Example of Modified ChatGLM-6B Self-Recognition
1. Environment configuration
First of all, you need to prepare a computing device with sufficient performance. It is recommended to use the Unix operating system. The recommended running configuration for this framework is described in the following table:
equipment | minimum configuration | Recommended configuration |
---|---|---|
processor | Intel i7 | Intel Xeon |
running memory | 16GB | 32GB |
graphics card memory | 12GB | 24GB |
HDD size | 10GB | 20GB |
In this case, the default computer has been configured with CUDA computing environment. If there is a problem with CUDA environment configuration, you can pay attention to the Docker installation package that will be released after this project.

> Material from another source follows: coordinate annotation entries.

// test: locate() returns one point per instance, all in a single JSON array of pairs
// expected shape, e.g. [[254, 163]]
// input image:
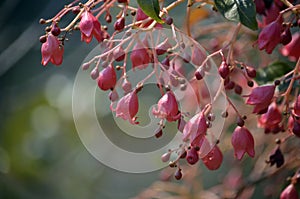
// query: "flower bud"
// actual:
[[224, 69], [192, 156], [178, 174], [107, 78], [119, 54], [113, 96], [213, 159], [286, 36], [94, 73], [242, 142], [120, 24], [163, 47], [166, 157]]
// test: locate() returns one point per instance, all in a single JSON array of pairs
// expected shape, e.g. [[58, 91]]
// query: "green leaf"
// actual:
[[151, 8], [272, 72], [239, 11]]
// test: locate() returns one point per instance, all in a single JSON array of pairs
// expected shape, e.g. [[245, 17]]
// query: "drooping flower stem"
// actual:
[[290, 87]]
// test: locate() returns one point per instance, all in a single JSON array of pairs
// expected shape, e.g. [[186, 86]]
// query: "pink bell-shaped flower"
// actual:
[[52, 51], [192, 156], [261, 97], [167, 107], [242, 142], [127, 107], [292, 49], [289, 192], [296, 110], [107, 78], [89, 27], [195, 129], [198, 56], [270, 36], [270, 121], [213, 159]]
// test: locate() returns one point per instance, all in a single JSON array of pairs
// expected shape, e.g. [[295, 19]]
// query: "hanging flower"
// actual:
[[127, 107], [242, 142], [107, 78], [89, 27], [213, 159], [52, 51], [270, 121], [195, 129], [261, 97], [167, 107], [292, 48]]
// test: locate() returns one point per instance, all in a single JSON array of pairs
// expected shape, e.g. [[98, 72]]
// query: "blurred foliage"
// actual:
[[41, 155]]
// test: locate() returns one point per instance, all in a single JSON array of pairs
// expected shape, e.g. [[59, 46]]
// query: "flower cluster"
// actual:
[[145, 46]]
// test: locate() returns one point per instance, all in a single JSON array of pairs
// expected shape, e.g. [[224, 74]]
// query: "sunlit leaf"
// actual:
[[239, 11], [151, 8]]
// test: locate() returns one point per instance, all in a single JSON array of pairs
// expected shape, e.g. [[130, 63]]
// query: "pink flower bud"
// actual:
[[167, 107], [166, 157], [251, 72], [89, 27], [52, 51], [127, 107], [119, 54], [213, 159], [181, 124], [107, 78], [113, 96], [242, 142], [261, 97], [270, 36], [292, 49], [296, 110], [289, 192], [286, 36], [195, 129], [95, 73], [192, 156], [198, 56], [199, 73], [126, 86], [163, 47], [178, 174], [140, 57], [119, 24], [296, 128], [224, 70], [270, 121], [166, 63]]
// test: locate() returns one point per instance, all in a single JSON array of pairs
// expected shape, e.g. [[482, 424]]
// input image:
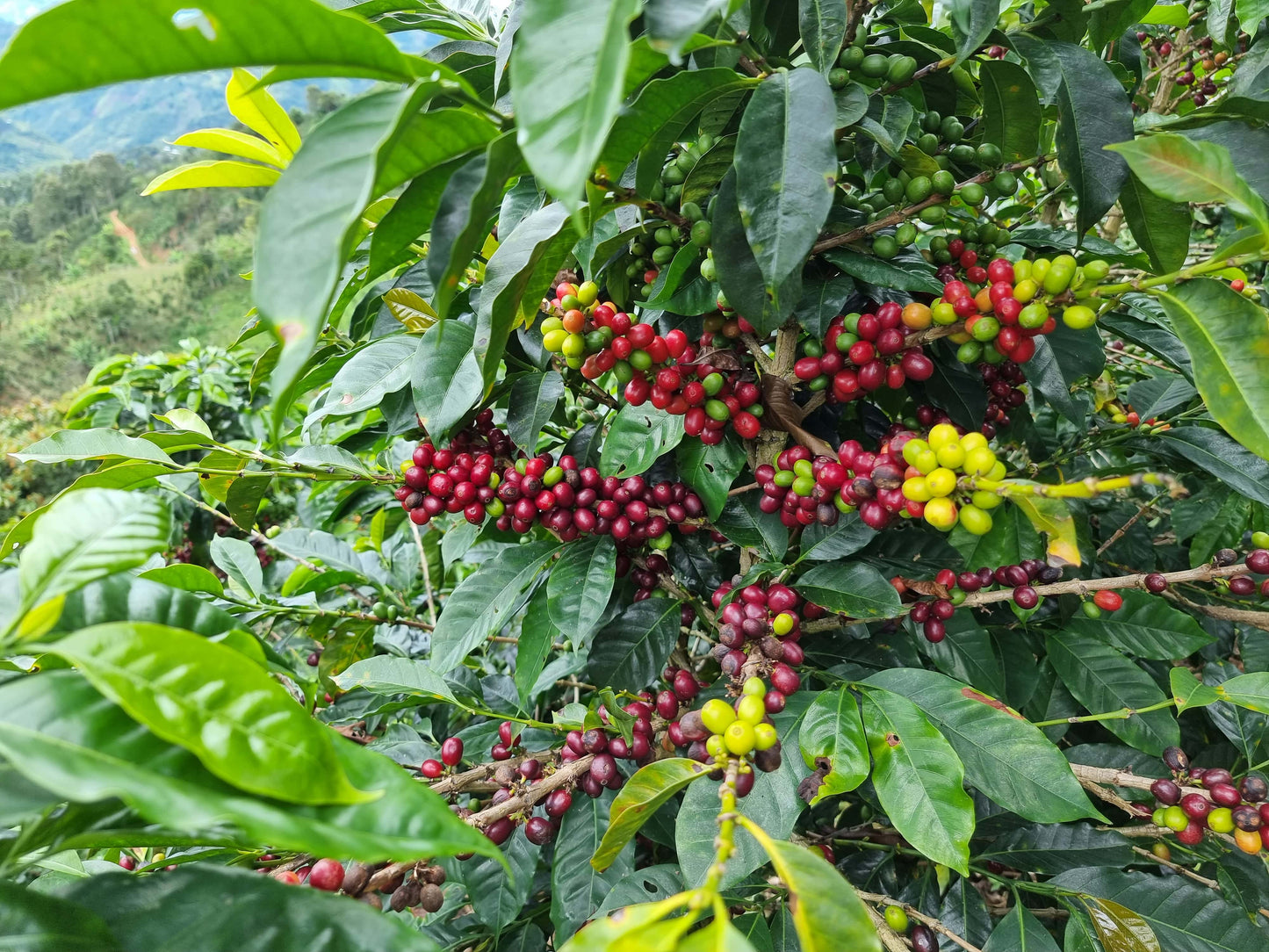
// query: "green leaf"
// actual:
[[162, 912], [88, 535], [647, 790], [919, 780], [216, 703], [1183, 915], [1101, 679], [745, 524], [533, 401], [710, 470], [444, 377], [516, 281], [90, 444], [1004, 755], [68, 738], [32, 922], [237, 560], [1146, 626], [827, 912], [487, 601], [786, 169], [1057, 848], [850, 588], [630, 652], [1189, 690], [1160, 226], [971, 23], [638, 438], [1183, 170], [1229, 338], [1020, 932], [576, 889], [566, 105], [580, 584], [823, 25], [60, 51], [537, 636], [461, 224], [832, 729], [387, 674], [1249, 690], [904, 276], [1010, 110], [738, 270], [311, 213], [1092, 113]]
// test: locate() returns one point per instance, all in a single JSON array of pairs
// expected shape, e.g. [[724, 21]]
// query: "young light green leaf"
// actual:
[[638, 798]]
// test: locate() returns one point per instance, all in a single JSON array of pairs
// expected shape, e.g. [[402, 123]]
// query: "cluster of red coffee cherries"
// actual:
[[764, 622], [862, 353], [458, 479], [1198, 798]]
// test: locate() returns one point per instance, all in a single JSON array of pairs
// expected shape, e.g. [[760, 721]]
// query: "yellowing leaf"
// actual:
[[220, 173]]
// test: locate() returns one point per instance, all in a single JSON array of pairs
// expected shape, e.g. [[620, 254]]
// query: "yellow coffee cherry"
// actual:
[[917, 490], [941, 513], [941, 482], [717, 715], [951, 456], [764, 737], [750, 709], [739, 738], [943, 435]]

We recommend using the Conda virtual environment to install dependencies to avoid breaking dependencies of external projects. Run the following commands to create a Conda virtual environment and install Python dependencies:
git clone https://github.com/hiyouga/ChatGLM-Efficient-Tuning.git conda create -n chatglm_etuning python=3.10 conda activate chatglm_etuning cd ChatGLM-Efficient-Tuning pip install -r requirements.txt
Note: This project will obtain the latest ChatGLM-6B model online by default . Its version may affect the code effect or even report an error. It is recommended to use the latest official model version file. If the network cannot be connected frequently, please try to use the following command to download the official model, and add parameters every time training or inference
--model_name_or_path [本地 ChatGLM-6B 模型路径]
.
git lfs install git clone -b v0.1.0 https://huggingface.co/THUDM/chatglm-6b
2. Data set preparation
In this case, we use the data set , which contains 18 pieces of data about the self-awareness of the model. Our goal is to modify the knowledge of the model itself so that the model can give the answer we want . Please check the content of the data set , here we list two examples. self_cognition
data/self_cognition.json
[ { "instruction": "What is your identity?", "input": "", "output": "My name is ChatGLM-6B, an artificial intelligence assistant trained and developed independently by [NAME] in 2023. My main goal is to assist users in solving problems and fulfilling their needs." }, { "instruction": "Can you tell me your identity information?", "input": "", "output": "Of course, I am ChatGLM-6B, an artificial intelligence assistant created by [NAME]. I will complete the research and development in 2023 to provide targeted answers and assistance to users." } ]
Tip: You can make [NAME]
the model answer that it was created by you by substituting your own name.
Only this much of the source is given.